La puesta en marcha de procedimientos por vía electrónica para acceder a una información actualizada y para realizar a distancia los trámites en cada caso necesarios son también objeto de disposiciones precisas en el cuerpo de la norma. El núcleo de ésta, sin embargo, y lo que justifica por encima de todo cuanta atención podamos prestarla a partir de este momento es la definición de un marco general para los regímenes de autorización.

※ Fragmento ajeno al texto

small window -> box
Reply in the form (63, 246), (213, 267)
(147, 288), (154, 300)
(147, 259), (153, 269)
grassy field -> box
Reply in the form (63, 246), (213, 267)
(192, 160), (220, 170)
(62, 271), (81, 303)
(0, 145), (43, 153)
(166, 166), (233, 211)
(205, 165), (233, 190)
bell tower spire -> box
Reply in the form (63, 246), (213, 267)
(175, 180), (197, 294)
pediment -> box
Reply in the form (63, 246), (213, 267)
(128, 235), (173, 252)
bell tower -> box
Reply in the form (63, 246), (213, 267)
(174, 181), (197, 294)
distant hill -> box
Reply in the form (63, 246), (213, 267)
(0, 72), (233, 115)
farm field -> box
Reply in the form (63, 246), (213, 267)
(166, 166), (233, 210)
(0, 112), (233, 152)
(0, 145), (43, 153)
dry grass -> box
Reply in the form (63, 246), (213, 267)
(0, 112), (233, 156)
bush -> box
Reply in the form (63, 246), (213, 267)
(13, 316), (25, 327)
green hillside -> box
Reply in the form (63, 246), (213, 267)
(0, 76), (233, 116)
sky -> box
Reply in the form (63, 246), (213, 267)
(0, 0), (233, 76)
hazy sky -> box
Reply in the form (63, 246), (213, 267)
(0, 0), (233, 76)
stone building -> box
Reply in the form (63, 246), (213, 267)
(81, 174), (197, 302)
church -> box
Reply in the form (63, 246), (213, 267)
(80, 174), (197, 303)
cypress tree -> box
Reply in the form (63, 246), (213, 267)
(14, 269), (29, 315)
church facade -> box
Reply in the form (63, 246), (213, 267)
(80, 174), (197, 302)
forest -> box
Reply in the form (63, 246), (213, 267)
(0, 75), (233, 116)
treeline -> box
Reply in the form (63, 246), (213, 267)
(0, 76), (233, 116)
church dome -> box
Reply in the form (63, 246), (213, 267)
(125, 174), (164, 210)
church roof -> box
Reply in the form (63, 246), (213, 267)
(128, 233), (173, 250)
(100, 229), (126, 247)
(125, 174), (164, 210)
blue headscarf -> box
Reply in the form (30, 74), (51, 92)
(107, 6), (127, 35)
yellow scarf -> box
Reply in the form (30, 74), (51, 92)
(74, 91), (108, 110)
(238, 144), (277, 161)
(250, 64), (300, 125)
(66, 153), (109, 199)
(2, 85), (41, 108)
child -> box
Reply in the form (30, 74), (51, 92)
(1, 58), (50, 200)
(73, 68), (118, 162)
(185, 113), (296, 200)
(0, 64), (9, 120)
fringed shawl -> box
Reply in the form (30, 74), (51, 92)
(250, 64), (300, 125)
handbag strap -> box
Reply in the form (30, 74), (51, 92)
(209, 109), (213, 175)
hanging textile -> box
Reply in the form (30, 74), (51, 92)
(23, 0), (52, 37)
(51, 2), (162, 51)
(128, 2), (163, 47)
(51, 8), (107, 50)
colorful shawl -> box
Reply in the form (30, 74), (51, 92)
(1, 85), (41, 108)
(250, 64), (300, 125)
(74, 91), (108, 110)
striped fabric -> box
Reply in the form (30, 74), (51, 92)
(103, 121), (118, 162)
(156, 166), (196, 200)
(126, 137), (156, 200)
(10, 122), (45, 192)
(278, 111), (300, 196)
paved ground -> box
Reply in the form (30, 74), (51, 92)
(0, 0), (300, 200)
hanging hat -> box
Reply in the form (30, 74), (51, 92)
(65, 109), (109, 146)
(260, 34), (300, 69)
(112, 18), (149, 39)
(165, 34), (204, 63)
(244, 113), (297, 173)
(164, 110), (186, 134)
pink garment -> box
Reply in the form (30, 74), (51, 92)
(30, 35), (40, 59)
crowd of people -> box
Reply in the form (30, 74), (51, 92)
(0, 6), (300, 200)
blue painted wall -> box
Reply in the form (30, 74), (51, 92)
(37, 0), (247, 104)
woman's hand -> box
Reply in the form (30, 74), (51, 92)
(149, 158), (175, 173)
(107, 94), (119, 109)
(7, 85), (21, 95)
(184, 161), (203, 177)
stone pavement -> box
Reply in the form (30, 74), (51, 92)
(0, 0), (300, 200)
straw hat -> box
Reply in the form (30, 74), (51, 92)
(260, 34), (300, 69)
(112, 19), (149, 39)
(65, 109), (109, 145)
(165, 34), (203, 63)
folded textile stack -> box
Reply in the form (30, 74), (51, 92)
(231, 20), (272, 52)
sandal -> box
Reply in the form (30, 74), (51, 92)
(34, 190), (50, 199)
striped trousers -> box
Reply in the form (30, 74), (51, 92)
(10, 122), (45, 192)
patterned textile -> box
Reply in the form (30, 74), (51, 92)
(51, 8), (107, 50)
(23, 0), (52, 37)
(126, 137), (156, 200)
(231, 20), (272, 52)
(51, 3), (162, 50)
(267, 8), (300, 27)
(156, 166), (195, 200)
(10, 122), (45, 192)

A continuación expondré muy brevemente en qué consiste, lo que les permitirá apreciar sin más la verdadera revolución que su establecimiento supone.
III
Es lógico en el terreno de los principios que las intervenciones administrativas en la libertad de las personas se reduzcan a lo estrictamente indispensable y que cuando la protección de los intereses públicos exija inexcusablemente imponer alguna se elija siempre la que resulte menos restrictiva. Hay en nuestro ordenamiento jurídico vigente una vieja norma, de rango inferior por cierto, que expresa esta idea mejor que ninguna otra de mayor porte. Me refiero, claro está, al artículo 6 del Reglamento de Servicios de las Corporaciones Locales de 17 de junio de 1955 que, tras subrayar en su primer apartado que «el contenido de los actos de intervención será congruente con los motivos y fines que los justifiquen», afirma lapidariamente en el segundo que «si fueren varios los admisibles, se elegirá el menos restrictivo de la libertad individual».
Esto último nunca ha sido verdad, sin embargo, en el ámbito económico, ni antes de la Constitución vigente, lo que no podía extrañar demasiado, ni después de la promulgación de ésta y ello a pesar de que el artículo 38 de la misma «reconoce la libertad de empresa en el marco de la economía de mercado» con el carácter de derecho fundamental. Los términos en que ese reconocimiento se formula, «de acuerdo con las exigencias de la economía general y, en su caso, de la planificación» según reza el precepto, han impedido, sin embargo, extraer de éste demasiados frutos, como es fácil comprobar con sólo pasar revista a la anodina jurisprudencia del Tribunal Constitucional sobre este asunto.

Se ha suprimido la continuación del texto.